Victorian Kedgeree


This dish of rice, fish, and curry is believed to have been brought from India to the United Kingdom during the reign of Queen Victoria. Kedgeree, as it’s called, was developed during the British Raj in India. This period in which the British Crown ruled the Indian subcontinent would last from 1858 to 1947.

Today, India is independent from the British Empire, but their cuisine–especially curry –still remains a national dish in England.

I myself am fond of curry, from Japanese curries in the East down to Thai curries in the South-East. However, when I need a quick curry, I like to make some kedgeree.

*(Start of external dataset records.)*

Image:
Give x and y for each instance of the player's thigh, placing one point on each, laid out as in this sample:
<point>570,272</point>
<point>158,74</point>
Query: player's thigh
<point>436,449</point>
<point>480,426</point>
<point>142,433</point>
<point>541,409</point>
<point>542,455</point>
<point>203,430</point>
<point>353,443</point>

The recipe I tweaked comes from the Fannie Farmer Cookbook, published in 1965. The original copy was first published in 1896. The simplicity of Kedgeree is that it calls for already cooked ingredients, meaning you can use leftovers and substitute your fish with the canned ones.


  1. 1 c. cooked rice
  2. 1 hard boiled egg
  3. 2 Tbs. chopped parsley 
  4. 1 c. cooked fish, flaked
  5. 1/8 c. cream
  6. 1/4 tsp. curry powder
  7. Salt and black pepper, to taste 

To begin, in a bowl combine the rice, fish, curry powder, salt and pepper, 1 tablespoon of parsley, and cream. Mix everything well. Then plate it up, and garnish with more parsley and the egg. And enjoy!